4 En indien het volk des lands hun ogen enigzins verbergen zal van dien man, als hij van zijn zaad den Molech zal gegeven hebben, dat het hem niet dode;

5 Zo zal Ik Mijn aangezicht tegen dien man en tegen zijn huisgezin zetten, en Ik zal hem, en al degenen, die hem nahoereren, om den Molech na te hoereren, uit het midden huns volks uitroeien.

6 Wanneer er een ziel is, die zich tot de waarzeggers en tot de duivelskunstenaars zal gekeerd hebben, om die na te hoereren, zo zal Ik Mijn aangezicht tegen die ziel zetten, en zal ze uit het midden haars volks uitroeien.

7 Daarom heiligt u, en weest heilig; want Ik ben de HEERE, uw God!

8 En onderhoudt Mijn inzettingen, en doet dezelve; Ik ben de HEERE, Die u heilige.

9 Als er iemand is, die zijn vader of zijn moeder zal gevloekt hebben, die zal zekerlijk gedood worden; hij heeft zijn vader of zijn moeder gevloekt; zijn bloed is op hem!

10 Een man ook, die met iemands huisvrouw overspel zal gedaan hebben, dewijl hij met zijns naasten vrouw overspel gedaan heeft, zal zekerlijk gedood worden, de overspeler en de overspeelster.

11 En een man, die bij zijns vaders huisvrouw zal gelegen hebben, heeft zijns vaders schaamte ontdekt; zij beiden zullen zekerlijk gedood worden; hun bloed is op hen!

12 Insgelijks, als de man bij de vrouw zijns zoons zal gelegen hebben, zij zullen beiden zekerlijk gedood worden; zij hebben een gruwelijke vermenging gedaan; hun bloed is op hen!

13 Wanneer ook een man bij een manspersoon zal gelegen hebben, met vrouwelijke bijligging, zij hebben beiden een gruwel gedaan; zij zullen zekerlijk gedood worden; hun bloed is op hen!

14 En wanneer een man een vrouw en haar moeder zal genomen hebben, het is een schandelijke daad; men zal hem, en diezelve met vuur verbranden, opdat geen schandelijke daad in het midden van u zij.

15 Daartoe als een man bij enig vee zal gelegen hebben, hij zal zekerlijk gedood worden; ook zult gijlieden het beest doden.

16 Alzo wanneer een vrouw tot enig beest genaderd zal zijn, om daarmede te doen te hebben, zo zult gij die vrouw en dat beest doden; zij zullen zekerlijk gedood worden; hun bloed is op hen!
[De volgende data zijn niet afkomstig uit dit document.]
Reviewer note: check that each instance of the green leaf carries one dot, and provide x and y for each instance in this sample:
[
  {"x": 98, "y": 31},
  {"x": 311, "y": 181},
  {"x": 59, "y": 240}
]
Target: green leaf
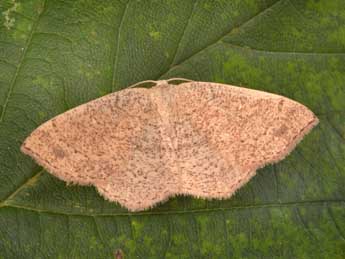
[{"x": 55, "y": 55}]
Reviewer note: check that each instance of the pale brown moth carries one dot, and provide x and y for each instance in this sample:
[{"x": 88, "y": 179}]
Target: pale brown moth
[{"x": 140, "y": 146}]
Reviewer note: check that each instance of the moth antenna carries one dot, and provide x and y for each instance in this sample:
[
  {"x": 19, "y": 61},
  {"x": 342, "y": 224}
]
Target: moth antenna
[
  {"x": 142, "y": 82},
  {"x": 179, "y": 79}
]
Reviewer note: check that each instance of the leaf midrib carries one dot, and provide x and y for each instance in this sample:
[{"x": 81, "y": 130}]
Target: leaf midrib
[{"x": 186, "y": 211}]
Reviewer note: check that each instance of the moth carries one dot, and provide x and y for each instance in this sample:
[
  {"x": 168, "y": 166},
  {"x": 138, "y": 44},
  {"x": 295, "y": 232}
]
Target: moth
[{"x": 140, "y": 146}]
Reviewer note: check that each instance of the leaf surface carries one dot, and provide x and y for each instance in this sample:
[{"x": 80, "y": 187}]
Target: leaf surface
[{"x": 55, "y": 55}]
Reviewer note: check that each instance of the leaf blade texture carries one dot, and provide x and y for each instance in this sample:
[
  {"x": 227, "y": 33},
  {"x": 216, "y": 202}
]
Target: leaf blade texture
[{"x": 56, "y": 55}]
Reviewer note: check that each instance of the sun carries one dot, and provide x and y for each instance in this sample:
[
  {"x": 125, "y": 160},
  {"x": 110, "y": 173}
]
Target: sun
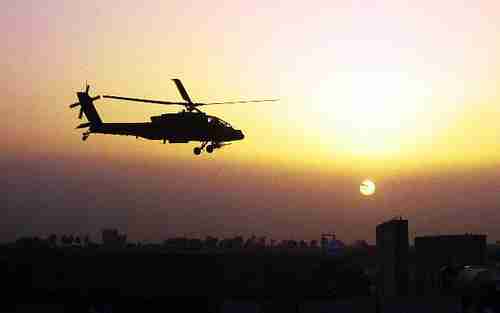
[{"x": 367, "y": 187}]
17 En als een man zijn zuster, de dochter zijns vaders, of de dochter zijner moeder, zal genomen hebben, en hij haar schaamte gezien, en zij zijn schaamte zal gezien hebben, het is een schandvlek; daarom zullen zij voor de ogen van de kinderen huns volks uitgeroeid worden; hij heeft de schaamte zijner zuster ontdekt, hij zal zijn ongerechtigheid dragen.

18 En als een man bij een vrouw, die haar krankheid heeft, zal gelegen en haar schaamte ontdekt, haar fontein ontbloot, en zij zelve de fontein haars bloeds ontdekt zal hebben, zo zullen zij beiden uit het midden huns volks uitgeroeid worden.

19 Daartoe zult gij de schaamte van de zuster uwer moeder, en van de zuster uws vaders niet ontdekken; dewijl hij zijn nabestaande ontbloot heeft, zullen zij hun ongerechtigheid dragen.

20 Als ook een man bij zijn moei zal gelegen hebben, hij heeft de schaamte zijns ooms ontdekt; zij zullen hun zonde dragen; zonder kinderen zullen zij sterven.

21 En wanneer een man zijns broeders huisvrouw zal genomen hebben, het is onreinigheid; hij heeft de schaamte zijns broeders ontdekt; zij zullen zonder kinderen zijn.

22 Onderhoudt dan al Mijn inzettingen en al Mijn rechten, en doet dezelve; opdat u dat land, waarheen Ik u brenge, om daarin te wonen, niet uitspuwe.

23 En wandelt niet in de inzettingen des volks, hetwelk Ik voor uw aangezicht uitwerp; want al deze dingen hebben zij gedaan; daarom ben Ik op hen verdrietig geworden.

24 En Ik heb u gezegd: Gij zult hun land erfelijk bezitten, en Ik zal u dat geven, opdat gij hetzelve erfelijk bezit, een land vloeiende van melk en honig; Ik ben de HEERE, uw God, Die u van de volken afgezonderd heb!

25 Daarom zult gij onderscheid maken tussen reine en onreine beesten, en tussen het onreine en reine gevogelte; en gij zult uw zielen niet verfoeilijk maken aan de beesten en aan het gevogelte, en aan al wat op den aardbodem kruipt, hetwelk Ik voor u afgezonderd heb, opdat gij het onrein houdt.

26 En gij zult Mij heilig zijn, want Ik, de HEERE, ben heilig; en Ik heb u van de volken afgezonderd, opdat gij Mijns zoudt zijn.

27 Als nu een man en vrouw in zich een waarzeggenden geest zal hebben, of een duivelskunstenaar zal zijn, zij zullen zekerlijk gedood worden; men zal hen met stenen stenigen; hun bloed is op hen.